Specific tyrosine phosphorylation of BIK1. (A) BIK1 Y250 is autophosphorylated with MS analysis. (B) BIK1 is autophosphorylated on tyrosine residues in vitro. GST-BIK1 and its variants were used in the in vitro phosphorylation assay and BIK1 phosphorylation was detected by immunoblotting with an α-pY Ab (Top) and an α-phosphotheronine (α-pT) antibody (Middle). The protein loading was shown by CBS (Bottom). (C) In vitro BIK1 autophosphorylation detected by [32P]-γ-ATP (Upper). The protein loading was shown by CBS (Lower).

BAK1-Mediated BIK1 Tyrosine Phosphorylation.
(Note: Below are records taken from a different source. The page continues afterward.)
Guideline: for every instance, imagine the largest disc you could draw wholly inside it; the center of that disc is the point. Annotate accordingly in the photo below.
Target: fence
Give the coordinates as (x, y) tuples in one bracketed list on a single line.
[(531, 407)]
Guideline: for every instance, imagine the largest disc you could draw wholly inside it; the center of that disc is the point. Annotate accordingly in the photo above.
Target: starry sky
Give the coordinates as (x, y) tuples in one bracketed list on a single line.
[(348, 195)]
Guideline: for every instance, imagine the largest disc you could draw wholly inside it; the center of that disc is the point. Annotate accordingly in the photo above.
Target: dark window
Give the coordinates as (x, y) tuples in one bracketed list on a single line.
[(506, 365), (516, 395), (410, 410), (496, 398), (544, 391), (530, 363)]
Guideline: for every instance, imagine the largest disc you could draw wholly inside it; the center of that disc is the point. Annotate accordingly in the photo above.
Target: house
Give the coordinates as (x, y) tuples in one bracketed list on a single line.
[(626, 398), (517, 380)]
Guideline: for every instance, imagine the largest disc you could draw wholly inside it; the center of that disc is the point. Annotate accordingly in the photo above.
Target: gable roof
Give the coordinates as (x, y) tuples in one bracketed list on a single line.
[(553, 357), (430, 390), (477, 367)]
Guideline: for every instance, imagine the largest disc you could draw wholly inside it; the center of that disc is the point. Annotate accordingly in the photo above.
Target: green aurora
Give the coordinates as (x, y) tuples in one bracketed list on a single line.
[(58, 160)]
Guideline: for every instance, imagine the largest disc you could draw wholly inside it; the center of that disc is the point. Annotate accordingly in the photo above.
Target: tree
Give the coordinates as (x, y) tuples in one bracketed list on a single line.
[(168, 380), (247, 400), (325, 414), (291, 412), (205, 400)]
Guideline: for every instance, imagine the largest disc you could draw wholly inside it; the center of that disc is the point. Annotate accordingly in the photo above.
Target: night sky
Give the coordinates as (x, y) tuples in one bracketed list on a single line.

BIK1 is a substrate of BAK1 and BAK1 possesses tyrosine kinase activity (10, 26). Thus, we determined whether BIK1 could serve as a tyrosine kinase substrate of BAK1 with α-pY Ab. As shown in Fig. 4A, BIK1Km could be phosphorylated at tyrosine residues by MBP-BAK1CD as indicated by α-pY Ab. Consistent with a previous report (26), BAK1CD exhibited strong tyrosine autophosphorylation activity (Fig. 4A). Importantly, Y243 and Y250 were identified as phosphorylation sites of BIK1 by BAK1 from MS analyses (Fig. 4B). The data further unveiled the importance of BIK1Y243 and BIK1Y250 autophosphorylation and/or BAK1 transphosphorylation. Consistently, the tyrosine phosphorylation of BIK1KmY243F and BIK1KmY250F by BAK1CD was reduced compared with that of BIK1Km (Fig. 4A), suggesting the important role in mediating tyrosine phosphorylation by BAK1. The overall phosphorylation of BIK1KmY243F and BIK1KmY250F by BAK1 as detected by autoradiograph of [32P]-γ-ATP remained comparable to that of BIK1Km (Fig. 4C). Thus, BIK1 is a tyrosine kinase substrate of BAK1, and Y243 and Y250 are two important BIK1 sites that are phosphorylated by BAK1.

Fig. 4.

Fig. 4.

BAK1-mediated tyrosine phosphorylation on BIK1. (A) BAK1 phosphorylates BIK1 on tyrosine residues in vitro. BIK1Km variants were used as the substrates for MBP-BAK1CD. The α-pY Ab was used to detect tyrosine phosphorylation (Upper) and the protein loading was shown by CBS (Lower). (B) BIK1 Y250 (Left) and Y243 (Right) are phosphorylated by BAK1 with MS analysis. BIK1T242A and BIK1Km were used for MS assays. (C) In vitro phosphorylation of BIK1Km variants by BAK1. BIK1Km variants were used as the substrates for MBP-BAK1CD. The phosphorylation was shown by autoradiography (Upper) and the protein loading was shown by CBS (Lower). The above experiments were repeated three times with similar results. MS analysis was repeated twice.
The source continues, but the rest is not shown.